Nancy Stark is best known for her vibrantly colored, large scale paintings of railroad cars. Early paintings in this series were representative in nature and done in transparent watercolor on paper. More recent work has been done on gessoed wooden panels with fluid acrylics and found objects. Nancy’s railroad artwork was featured in “Getting Down The Essentials” in Watercolor Magazine, Winter 2007 and in “La passion du rail” Practique des Arts No 114, January 2014. Traveling around Roanoke you may have seen one of her train paintings on a Valley Metro bus.
Another direction that her work has taken includes mixed media collage and assemblage. This body of work has grown out of her love of all things old, rusted, found and repurposed.
Nancy says “My artwork is a response to the pattern, shape, texture, and line observed in the world around me.” She continues….”I am a collector and saver of all sorts of things.”
As a Florida native, Ned Moulton spent years capturing the faces of beautiful women and ultimately developed a way of bending Plexiglas and painting on it revealing faces that were spectacular. After spending years learning how to paint horses and jockeys racing toward the homestretch as well as bicycle racers, wild animals and other images all painted with acrylics on wood that he gives coats of resin giving them shine, the rest is history! Ned's unusual creations are sold worldwide.
Iconic Roanoke Scenes
Creating art has always been a part of my life. My father was a well-known artist in upstate New York and I began showing my work with him at the age of 12. I received a BA in fine art from the New York State University at Oswego and have been a free-lance artist ever since. While I am known for mixed-media portraits and landscapes, I also enjoy working with more abstracted images, collage and printmaking.
My family has lived in the Roanoke Valley for more than 30 years now and an artist can’t help but be influenced by the beauty of our area.
Susan Harb is a self-taught sculptor and assemblage artist who bases her training on past lives a journalist and owner of a gallery specializing in international folk art.
"I am enchanted with the process of making something out of nothing," said Harb, who has traveled extensively to developing counties to buy street art and share in the creative process.
"Outsider art invites the spirit out rather than imposing the creator's will on a piece. I am comfortable with that."
Susan Miller Bradbury is a quiet, unassuming Roanoke, Virginia, native who enjoys capturing the events of life. She especially appreciates taking her memories captive and placing them on the canvas. Her greatest love is utilizing provocative lighting and/or expressive situations to capture the viewer’s heart.
Susan graduated from Radford University with a BA in Graphic Arts as well as a minor in French.
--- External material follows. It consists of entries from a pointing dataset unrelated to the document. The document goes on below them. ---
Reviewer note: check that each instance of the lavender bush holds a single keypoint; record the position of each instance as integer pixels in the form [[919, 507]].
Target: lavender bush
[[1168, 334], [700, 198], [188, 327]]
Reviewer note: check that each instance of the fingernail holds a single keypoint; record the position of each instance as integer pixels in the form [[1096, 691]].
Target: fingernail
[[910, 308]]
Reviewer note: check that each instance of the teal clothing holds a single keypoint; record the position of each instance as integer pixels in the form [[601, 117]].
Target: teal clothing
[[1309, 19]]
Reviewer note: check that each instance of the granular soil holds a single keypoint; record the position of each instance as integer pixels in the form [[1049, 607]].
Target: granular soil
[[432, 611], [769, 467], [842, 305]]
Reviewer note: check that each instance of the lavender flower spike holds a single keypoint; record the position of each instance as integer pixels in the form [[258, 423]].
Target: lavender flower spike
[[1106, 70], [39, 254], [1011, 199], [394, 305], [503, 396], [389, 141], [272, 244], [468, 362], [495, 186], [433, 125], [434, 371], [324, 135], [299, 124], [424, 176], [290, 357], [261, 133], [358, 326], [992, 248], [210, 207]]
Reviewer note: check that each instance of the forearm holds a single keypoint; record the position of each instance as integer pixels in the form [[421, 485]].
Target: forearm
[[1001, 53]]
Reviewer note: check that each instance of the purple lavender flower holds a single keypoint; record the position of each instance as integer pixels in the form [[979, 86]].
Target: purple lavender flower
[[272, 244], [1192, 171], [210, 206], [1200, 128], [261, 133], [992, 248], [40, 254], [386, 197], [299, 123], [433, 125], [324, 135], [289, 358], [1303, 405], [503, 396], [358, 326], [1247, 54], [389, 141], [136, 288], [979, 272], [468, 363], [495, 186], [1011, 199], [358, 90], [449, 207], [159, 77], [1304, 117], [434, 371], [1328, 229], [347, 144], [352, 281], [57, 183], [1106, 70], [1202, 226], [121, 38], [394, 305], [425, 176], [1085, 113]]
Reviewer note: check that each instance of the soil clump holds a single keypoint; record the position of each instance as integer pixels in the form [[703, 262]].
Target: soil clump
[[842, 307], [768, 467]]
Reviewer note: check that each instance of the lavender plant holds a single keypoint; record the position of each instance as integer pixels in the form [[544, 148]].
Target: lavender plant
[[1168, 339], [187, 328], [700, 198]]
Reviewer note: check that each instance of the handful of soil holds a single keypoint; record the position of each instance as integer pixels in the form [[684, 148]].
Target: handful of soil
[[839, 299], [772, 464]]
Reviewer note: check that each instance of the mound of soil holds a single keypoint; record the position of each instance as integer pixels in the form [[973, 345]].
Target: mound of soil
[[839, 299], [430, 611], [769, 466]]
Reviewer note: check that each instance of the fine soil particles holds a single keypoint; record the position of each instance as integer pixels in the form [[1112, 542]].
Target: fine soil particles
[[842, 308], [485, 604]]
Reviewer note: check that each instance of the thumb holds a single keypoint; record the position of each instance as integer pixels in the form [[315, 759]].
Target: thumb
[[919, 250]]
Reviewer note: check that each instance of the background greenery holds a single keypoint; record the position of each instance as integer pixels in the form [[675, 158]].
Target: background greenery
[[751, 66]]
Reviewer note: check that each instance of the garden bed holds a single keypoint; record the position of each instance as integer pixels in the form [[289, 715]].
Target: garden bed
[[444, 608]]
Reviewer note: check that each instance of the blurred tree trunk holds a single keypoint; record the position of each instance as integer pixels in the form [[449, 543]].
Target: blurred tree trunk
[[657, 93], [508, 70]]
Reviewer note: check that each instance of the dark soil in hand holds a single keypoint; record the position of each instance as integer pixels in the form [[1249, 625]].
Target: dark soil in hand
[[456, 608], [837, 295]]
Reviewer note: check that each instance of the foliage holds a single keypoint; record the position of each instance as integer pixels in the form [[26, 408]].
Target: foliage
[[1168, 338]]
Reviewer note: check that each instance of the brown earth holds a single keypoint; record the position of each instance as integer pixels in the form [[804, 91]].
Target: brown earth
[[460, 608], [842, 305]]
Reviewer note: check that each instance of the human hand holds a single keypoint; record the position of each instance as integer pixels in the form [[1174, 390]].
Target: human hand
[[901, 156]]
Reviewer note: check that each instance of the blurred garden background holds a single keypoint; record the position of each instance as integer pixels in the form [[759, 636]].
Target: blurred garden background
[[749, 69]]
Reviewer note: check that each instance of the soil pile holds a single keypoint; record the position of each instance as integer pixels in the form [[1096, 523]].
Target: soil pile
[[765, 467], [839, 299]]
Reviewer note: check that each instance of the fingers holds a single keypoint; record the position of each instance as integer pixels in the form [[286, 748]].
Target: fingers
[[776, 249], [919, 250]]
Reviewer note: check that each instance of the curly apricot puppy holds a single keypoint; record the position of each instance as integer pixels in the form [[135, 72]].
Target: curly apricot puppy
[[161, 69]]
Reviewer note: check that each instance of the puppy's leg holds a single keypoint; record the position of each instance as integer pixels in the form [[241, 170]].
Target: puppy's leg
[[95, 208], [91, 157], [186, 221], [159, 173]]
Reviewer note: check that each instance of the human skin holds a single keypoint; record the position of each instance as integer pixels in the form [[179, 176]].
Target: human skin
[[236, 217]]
Later in life, she discovered a love for portraiture and went on to take classes from many well-known instructors such as Daniel Greene, Paul McCormack, Vera Dickerson, Lee Boynton and Debbie Gualco. She has illustrated several published books and is in the process of illustrating others.
My paintings are inspired by the scenery of the Blue Ridge Mountains and the beautiful valley in which I live. I love adding texture and color to abstract interpretations of these views!
My work as a professional Interior Designer also gives me an appreciation for texture, scale, and color. I have enjoyed practicing a wide variety of design work for over 20 years.
In addition to art and design, my other strong passion is horses, and a portion of my artwork sales goes to various horse rescues. When not painting or designing, you can most likely find me with my horses!
Commissions of any size available.
There is a realism about today that I am especially interested. My attempt is to paint through realism the psychological truth of my subjects or some form there of. It’s a tricky course and very challenging, but one gets to be a good observer this way. There is much to paint.